Table 2. Main effects and interactions for the behavioral and ERP data.

Experiment 2

In Experiment 2, we conducted an ABX discrimination task to investigate the EP speakers’ attentive stress processing in the absence of vowel quality cues. The experimental procedure was almost the same as the experiment 1 in Correia et al. (2015), except that they used both disyllabic and trisyllabic non-sense words as stimuli while we only included disyllabic non-sense words.

Methods

Participants

Participants were the same as in Experiment 1.

Materials

In the behavioral task, stimuli consisted of eight disyllabic non-sense words ([diku], [diru], [midu], [misu], [kiru], [kisu], [siru], and [sisu]) associated with either a trochaic or an iambic stress³. The stimuli were produced by one male and two female native EP speakers in a sound-attenuated booth. All of these non-sense words are legal syllable structures in EP, thus participants could focus on the stress patterns and not be distracted by unfamiliar syllables. All stimuli included the high vowels [i] and [u], because high vowels do not show vowel reduction in unstressed positions in EP. In addition, EP words end in [u], both stressed and unstressed, are more common than their counterparts end in [i].

Procedure

The behavioral discrimination task used a forced-choice ABX paradigm, in which the participants heard three stimuli in a series and had to decide whether the third stimulus X had the same stress pattern as the first stimulus A or the second stimulus B by pressing the ‘z’ (stimulus A) and ‘m’ (stimulus B) keys on a keyboard. The stimuli A and B might be produced by the same female speaker or by two different female speakers, and always had contrasting stress patterns. The stimulus X was always produced by a male speaker. In each trial the three stimuli were separated by 500 ms inter-stimulus-interval. A total of 144 experimental trials were presented, with all 16 possible combinations.⁴ The experimental trials were randomized for each participant, and were preceded by four practice trials which were excluded from data analysis. The participants were encouraged to respond as quickly and accurately as possible. Their accuracies and reaction times were logged by the E-prime 2.0 software (Schneider et al., 2012). No feedback was given through the task. A break of at least 30 s was given halfway through the task, in order to prevent fatigue.

Data Analysis

Data obtained from the ABX task were converted to d’ scores, which were calculated as the difference between the z-transforms of hit rates and false alarm rates (Macmillan and Creelman, 2005). The hit rates were calculated as correct matches of X to the first stimulus (i.e., AB-A and BA-B), and false alarms as incorrect matches of X to the second stimulus (i.e., AB-B, BA-A). Furthermore, the error rate for each combination was calculated for each participant.

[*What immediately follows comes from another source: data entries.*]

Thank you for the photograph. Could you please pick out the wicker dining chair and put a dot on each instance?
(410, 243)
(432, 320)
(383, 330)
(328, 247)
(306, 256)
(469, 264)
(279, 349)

Participants’ reaction times (RTs) were computed for the correct trials. RTs that were greater than the mean RT of all the correct responses plus 2.5 standard deviations for an individual participant were replaced by this value. After the outlier replacement, the mean RT for each combination was calculated for each participant.

Results

The mean d’ scores in the ABX task for the above average and below average groups were 1.73 (SD = 0.52) and 1.69 (SD = 0.82), respectively. Independent samples t-test showed that the two groups did not differ from each other on d’ scores [t(18) = 0.14, p = 0.89].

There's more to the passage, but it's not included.